La Savoie : au cœur du vignoble

Le mois de décembre rime avec fondus, raclettes, tartiflettes… Alors que le froid s’est installé petit à petit dans toute la France, je souhaite faire un point sur le vignoble de Savoie !

Histoire

La Savoie est une région ayant un passé historique viticole riche. En effet, durant des fouilles archéologiques, nous avons découvert des pépins datant de la période néolithique (-6 000 Av J.C) près du lac Léman et des écrits, notamment de Pline et Columelle (un écrivain naturaliste et un agronome romain) nous montrant que la Savoie était déjà reconnue pour la qualité de ses vins. Tout comme le Beaujolais, le premier cépage que l’on trouva est l’Allobrogica, du nom de ce peuple celte “Les Allobroges”.

Après la chute de l’Empire Romain, ce sont les moines qui prirent le relais dans la gestion du vignoble. Leur quête d’amélioration de ce dernier les amènent à s’intéresser aux questions de viticulture et de vinification. Au Moyen-Age, la vigne est cultivée en pergola, en foule (sans alignement) et en souches élevées. De nombreux hospices sont installés par les moines et leur besoin en vin s’intensifie au fil des constructions pour accueillir les voyageurs.

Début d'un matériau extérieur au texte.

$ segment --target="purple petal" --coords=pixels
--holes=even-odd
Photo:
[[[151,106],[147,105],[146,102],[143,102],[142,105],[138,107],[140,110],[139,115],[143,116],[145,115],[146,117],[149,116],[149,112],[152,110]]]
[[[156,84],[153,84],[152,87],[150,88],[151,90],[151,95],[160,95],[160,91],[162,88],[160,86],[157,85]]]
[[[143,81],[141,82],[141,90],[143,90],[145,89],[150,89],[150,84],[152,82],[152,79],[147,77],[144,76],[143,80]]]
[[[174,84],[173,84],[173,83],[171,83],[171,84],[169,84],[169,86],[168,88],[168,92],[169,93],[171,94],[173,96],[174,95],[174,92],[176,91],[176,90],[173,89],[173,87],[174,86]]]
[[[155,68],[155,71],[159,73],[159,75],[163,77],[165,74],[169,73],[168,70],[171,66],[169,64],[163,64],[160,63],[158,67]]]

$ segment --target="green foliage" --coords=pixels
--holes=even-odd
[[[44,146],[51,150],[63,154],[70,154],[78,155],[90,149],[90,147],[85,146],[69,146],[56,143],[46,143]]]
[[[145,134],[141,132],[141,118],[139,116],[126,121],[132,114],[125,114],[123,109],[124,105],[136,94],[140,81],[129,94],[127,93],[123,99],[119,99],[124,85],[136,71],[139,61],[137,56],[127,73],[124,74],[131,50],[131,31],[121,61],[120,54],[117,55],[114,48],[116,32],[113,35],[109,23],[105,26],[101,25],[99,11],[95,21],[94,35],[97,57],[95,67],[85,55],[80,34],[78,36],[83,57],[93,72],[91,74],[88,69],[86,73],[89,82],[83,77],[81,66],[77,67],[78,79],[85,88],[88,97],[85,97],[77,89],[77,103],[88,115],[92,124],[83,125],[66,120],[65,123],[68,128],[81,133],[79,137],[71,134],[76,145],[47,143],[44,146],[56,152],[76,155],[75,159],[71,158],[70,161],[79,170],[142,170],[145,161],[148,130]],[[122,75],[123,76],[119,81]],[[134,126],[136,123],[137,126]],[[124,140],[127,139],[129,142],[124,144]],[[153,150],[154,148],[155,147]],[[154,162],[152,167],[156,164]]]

Le vignoble progresse et c’est ainsi que l’amplitude des vignes se décline des plaines jusqu’à des versants de plus de 1000 mètres d’altitude. Dès le XIIIe siècle, les bourgeois et les nobles s’intéressent de plus en plus aux vignes, étant une activité plus rémunératrice que d’autres types d’agriculture.
Mais un autre fait marquant l’histoire de la Savoie survient : la chute du Mont Granier (1 933 mètres), autrefois nommé Mont Apremont, il a été rebaptisé après la destruction d’une des 5 paroisses du nom de “Granier” suite à cet événement en 1248.

Cet éboulement, sans doute le plus grand de l’histoire d’Europe, a permis aux crus Apremont et Abymes de naître. Les vignes sont plantées sur l’éboulis du Mont Granier, un sol mélangeant des marnes et des calcaires, couplées à un ensoleillement parfait, mettent à disposition des viticulteurs un terroir d’exception donnant les vins les plus connus de Savoie.

L’histoire continue avec le Duc Emmanuel Philibert décidant en 1559 dans un écrit, de favoriser les vendanges quand les raisins sont à bonne maturité, et par conséquent, limiter une surproduction peu qualitative.

En effet, beaucoup de paysans plantèrent de la vigne mais la qualité n’était pas au rendez-vous, on obtenait un vin âpre avec un faible degré d’alcool. Les travailleurs et paysans, n’étant pas très difficile, constituaient la clientèle de ces vins aux vinifications douteuses.

Au fil des siècles, les viticulteurs ont amélioré leurs techniques de vinification mais aussi de conduite du vignoble. Les vignes deviennent ordonnées (comme on peut voir aujourd’hui) et la taille se fait basse et non plus en pergola.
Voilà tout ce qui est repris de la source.